Christmas was a special holiday for the officers of the LAPD, particularly for those in Central Division. Christmas was tribute day. Dance hall operators, B-girl bar proprietors, and tavern keepers literally put bottles of whiskey out on the corner for their local patrolmen to pick up—an annual ritual of fealty that not even Chief Parker had been able to suppress. Not all of that booze went straight home. A fair amount made its way to an impromptu Christmas party at Central Division. More than a hundred officers were still there, drinking, when rumors started circulating that two officers had gotten roughed up while trying to arrest a group of Mexicans—and that one of the officers had lost an eye. By the time the prisoners were hauled in, an angry mob of officers—more than fifty strong—was ready to teach the prisoners a lesson in respect.
The prisoners were taken into an interrogation room and told to assume a spread-eagled position. Then they were kicked and beaten. The injuries the men suffered speak to the brutality of the police attack. One young man was worked over until his bladder burst. One of the victims was kicked so hard in his temples that his face was partially paralyzed. Another man’s cheekbone was smashed. Frenzied officers slipped and slid across the bloody floor, struggling to land a fist or foot on the prisoners. Some even fought with each other. Onlookers yelled “cop killer,” “get out of the country,” and “Merry Christmas” at the men their fellow officers were pummeling. Between fifteen and fifty officers took part in the attack. Another hundred officers were in the building and had direct knowledge of the assault. When the prisoners were taken to the Lincoln Heights Jail, they were assaulted again. The prisoners were then sent to the Lincoln Heights receiving hospital. Danny Rodela arrived later, when the rumors circulating among the police were even more fantastical. He was beaten so badly that one of his kidneys was punctured. If not for three emergency blood transfusions at the old French hospital, he might well have died. After being treated, the men were returned to jail. Later, on Christmas Day, they were finally bailed out.

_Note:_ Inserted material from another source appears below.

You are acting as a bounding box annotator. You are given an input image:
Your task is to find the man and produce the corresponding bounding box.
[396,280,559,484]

No one breathed a word about what had happened. The entire incident might never have come to light but for the beating of Anthony Rios.

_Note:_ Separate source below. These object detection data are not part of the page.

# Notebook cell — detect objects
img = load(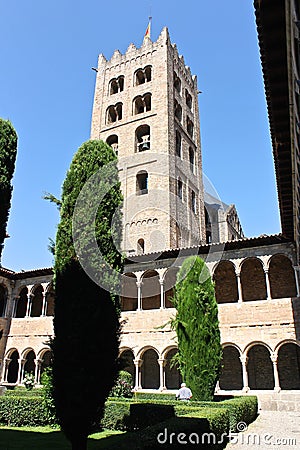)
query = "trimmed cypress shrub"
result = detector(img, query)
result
[52,141,122,450]
[172,256,222,400]
[0,119,18,261]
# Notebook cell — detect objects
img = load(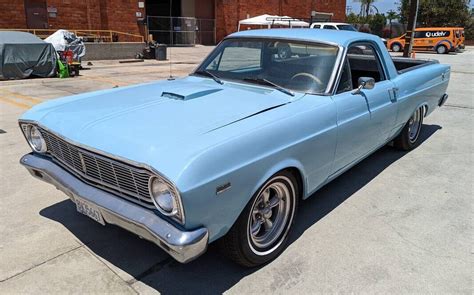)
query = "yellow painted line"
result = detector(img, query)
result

Two months after the Christmas beatings, Rios and a friend saw two men, who appeared to be drunk, beating a third man in the parking lot of a cafe at First and Soto Streets in East Los Angeles. Rios attempted to intervene. The two assailants identified themselves as plainclothes officers. Rios demanded their badge numbers—and was promptly threatened with death. Then Rios and his associate were arrested for interfering with police officers. After being booked at Hollenbeck station, Rios was badly beaten. But the LAPD had messed with the wrong Chicano. Rios was an influential member of the Latino community and a Democratic County Central Committee member. He promptly sued Chief Parker and the department for $150,000. (The case was eventually dismissed.) News of his arrest and mistreatment infuriated newly elected city councilman Edward Roybal, L.A.’s first Latino councilman. Nonetheless, prosecutors in the city attorney’s office insisted on prosecuting Rios. As Rios’s February 27 trial date approached, other stories about police brutality and misconduct vis-a-vis Latinos began to come to light.
Parker’s initial response to the Rios “incident” was ham-handed. First, he dismissed accusations of police brutality as “unwarranted.” He warned that unsubstantiated complaints of police brutality were “wrecking the police department.” He wouldn’t even meet with the department’s critics. When Councilman Roybal and a group of concerned citizens sought a meeting with Parker, he referred them to the Police Commission instead. It was in this explosive atmosphere that prosecutors announced plans to bring charges of “battery” and “disturbing the peace” against six of the seven men who had been beaten on Christmas morning by drunken police officers at Central Division station and the Lincoln Heights Jail.